So what happens now? One thing seems certain, there will be no return to the sleepy complacency which had begun to settle over the grocery multiples sector prior to last weekend’s revelations about Asda and Safeway’s clandestine deal-making.
For a start, the talks have blown the gaffe on the vaunted role of marketing in long-term grocery multiple strategy. The deal was couched in terms of concentration of scale: Safeway’s geographical power in the South, Asda’s in the North, could be combined to create a new force in the market, bigger than Sainsbury’s but slightly smaller than Tesco. And of course, there were plenty of cost efficiencies to be extracted: up to 250m of them, mainly in buying, and distribution (though marketing and advertising would also have featured).
Where the deal was least satisfactory was on the issue of positioning. How the two companies thought they going to combine seamlessly the slightly downmarket, cheeky-chappy, cut-price image of Asda with the Volvo-like, middle-class solidity of Safeway remains a mystery.

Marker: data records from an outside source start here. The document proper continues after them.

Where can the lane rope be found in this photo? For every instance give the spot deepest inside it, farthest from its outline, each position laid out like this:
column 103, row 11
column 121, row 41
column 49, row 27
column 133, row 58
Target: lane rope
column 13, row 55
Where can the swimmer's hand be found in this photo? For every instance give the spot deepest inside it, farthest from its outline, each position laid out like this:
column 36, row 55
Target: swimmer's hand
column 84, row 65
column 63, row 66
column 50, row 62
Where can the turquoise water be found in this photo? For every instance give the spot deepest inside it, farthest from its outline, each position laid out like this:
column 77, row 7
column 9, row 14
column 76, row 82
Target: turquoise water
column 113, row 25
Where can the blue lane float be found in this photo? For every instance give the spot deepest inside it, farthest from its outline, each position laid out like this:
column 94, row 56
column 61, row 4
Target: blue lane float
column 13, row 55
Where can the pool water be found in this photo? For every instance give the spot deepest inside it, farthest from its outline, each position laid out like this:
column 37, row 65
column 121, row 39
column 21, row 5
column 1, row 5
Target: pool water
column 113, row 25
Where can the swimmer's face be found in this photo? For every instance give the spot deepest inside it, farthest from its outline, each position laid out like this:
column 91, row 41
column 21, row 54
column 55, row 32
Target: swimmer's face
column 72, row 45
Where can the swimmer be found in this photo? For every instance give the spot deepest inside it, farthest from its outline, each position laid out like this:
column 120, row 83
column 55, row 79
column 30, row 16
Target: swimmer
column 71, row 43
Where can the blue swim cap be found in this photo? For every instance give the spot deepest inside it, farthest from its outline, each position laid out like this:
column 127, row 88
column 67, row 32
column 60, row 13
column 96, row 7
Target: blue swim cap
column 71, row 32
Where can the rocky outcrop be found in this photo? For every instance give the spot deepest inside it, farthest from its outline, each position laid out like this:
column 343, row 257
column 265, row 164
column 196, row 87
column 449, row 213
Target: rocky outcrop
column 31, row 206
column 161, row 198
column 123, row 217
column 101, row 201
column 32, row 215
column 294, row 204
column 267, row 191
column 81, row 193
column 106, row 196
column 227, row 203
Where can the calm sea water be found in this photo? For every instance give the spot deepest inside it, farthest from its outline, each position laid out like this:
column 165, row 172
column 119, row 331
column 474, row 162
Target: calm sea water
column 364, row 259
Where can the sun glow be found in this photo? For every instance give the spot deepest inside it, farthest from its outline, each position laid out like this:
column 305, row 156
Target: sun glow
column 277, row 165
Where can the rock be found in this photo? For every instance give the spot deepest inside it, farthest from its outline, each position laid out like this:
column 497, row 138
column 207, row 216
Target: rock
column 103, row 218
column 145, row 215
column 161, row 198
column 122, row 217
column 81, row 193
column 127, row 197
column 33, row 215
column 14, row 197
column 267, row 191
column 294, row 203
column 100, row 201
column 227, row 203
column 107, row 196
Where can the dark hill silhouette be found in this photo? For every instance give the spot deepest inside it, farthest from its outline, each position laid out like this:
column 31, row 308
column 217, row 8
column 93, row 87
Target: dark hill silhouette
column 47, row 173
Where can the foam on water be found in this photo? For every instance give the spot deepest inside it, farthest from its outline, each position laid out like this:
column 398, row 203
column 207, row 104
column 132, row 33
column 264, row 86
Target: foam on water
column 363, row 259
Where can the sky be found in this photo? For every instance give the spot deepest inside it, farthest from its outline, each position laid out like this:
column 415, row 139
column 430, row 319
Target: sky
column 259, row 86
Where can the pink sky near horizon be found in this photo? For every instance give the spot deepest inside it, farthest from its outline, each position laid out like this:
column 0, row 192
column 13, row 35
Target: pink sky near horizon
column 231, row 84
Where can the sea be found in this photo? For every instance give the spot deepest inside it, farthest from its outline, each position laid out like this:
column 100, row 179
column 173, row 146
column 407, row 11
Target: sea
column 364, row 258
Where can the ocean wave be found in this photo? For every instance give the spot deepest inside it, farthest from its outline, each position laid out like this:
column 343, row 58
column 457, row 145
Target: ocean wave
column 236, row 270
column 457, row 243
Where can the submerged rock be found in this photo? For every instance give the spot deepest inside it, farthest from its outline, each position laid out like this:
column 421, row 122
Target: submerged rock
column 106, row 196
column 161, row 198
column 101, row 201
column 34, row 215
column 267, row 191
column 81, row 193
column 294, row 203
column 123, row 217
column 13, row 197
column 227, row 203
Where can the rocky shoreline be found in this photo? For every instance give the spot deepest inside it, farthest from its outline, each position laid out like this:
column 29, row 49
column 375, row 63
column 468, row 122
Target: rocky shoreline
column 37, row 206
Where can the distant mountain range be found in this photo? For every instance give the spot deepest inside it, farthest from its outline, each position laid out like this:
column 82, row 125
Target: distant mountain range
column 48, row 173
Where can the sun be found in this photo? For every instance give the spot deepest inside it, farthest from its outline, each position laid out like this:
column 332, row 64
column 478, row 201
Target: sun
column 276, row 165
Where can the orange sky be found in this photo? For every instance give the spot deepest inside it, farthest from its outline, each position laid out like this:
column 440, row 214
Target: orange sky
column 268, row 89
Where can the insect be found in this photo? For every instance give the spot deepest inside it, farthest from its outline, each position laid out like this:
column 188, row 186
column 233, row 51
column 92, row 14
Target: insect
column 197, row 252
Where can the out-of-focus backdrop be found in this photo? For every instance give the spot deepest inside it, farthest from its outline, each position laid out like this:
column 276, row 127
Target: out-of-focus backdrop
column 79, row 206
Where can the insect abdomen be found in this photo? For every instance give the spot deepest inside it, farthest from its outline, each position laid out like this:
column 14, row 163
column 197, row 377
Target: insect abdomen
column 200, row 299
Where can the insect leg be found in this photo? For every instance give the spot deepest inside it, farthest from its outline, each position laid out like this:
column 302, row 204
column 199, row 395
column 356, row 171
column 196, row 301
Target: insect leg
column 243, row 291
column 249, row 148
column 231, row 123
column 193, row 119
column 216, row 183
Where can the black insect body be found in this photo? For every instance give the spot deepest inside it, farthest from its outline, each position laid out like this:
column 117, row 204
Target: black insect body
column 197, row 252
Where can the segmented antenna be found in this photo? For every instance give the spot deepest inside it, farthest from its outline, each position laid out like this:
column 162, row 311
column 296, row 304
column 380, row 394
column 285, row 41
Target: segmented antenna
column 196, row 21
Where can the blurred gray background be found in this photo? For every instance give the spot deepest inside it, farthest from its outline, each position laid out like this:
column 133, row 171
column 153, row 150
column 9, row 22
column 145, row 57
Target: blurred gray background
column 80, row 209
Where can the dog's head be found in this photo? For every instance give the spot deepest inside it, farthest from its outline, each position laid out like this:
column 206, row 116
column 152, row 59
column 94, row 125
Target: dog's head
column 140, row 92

The fact is, a merger would have been messy from a marketing point of view. There seems evidence that Asda would have come out on top (denied of course by Safeway); certainly the 150m or so savings to have been passed on to consumers would play better to Asda’s image than Safeway’s. The aftermath of the unconsummated deal therefore leaves Safeway’s marketing strategy in an awkward spot – the suggestion being that it is surplus to requirements if an interesting enough partner comes forward, which happens to have a contrary positioning.
The City is now betting – Safeway’s inflated share price being the evidence – that such partners will indeed emerge, possibly from Europe or the US. But there is little need to confine such interest to Safeway. Morrisons, Somerfield, Iceland and Kwik-Save (which itself is engaged in a delicate repositioning ) seem more tempting morsels for those who need growth by acquisition but greet the probability of a year-long referral to the Monopolies & Mergers Commission with an understandable lack of enthusiasm.
Earnings growth there will have to be, and the implicit admission of Asda and Safeway is that it can no longer be generated by organic means or through added value. Not, at least, in the quantity that shareholders would find meaningful.
At all events, the stage seems set for some fairly brutal consolidation which will ride roughshod over the carefully prepared positions of marketing strategy. Let’s hope the consumer proves understanding.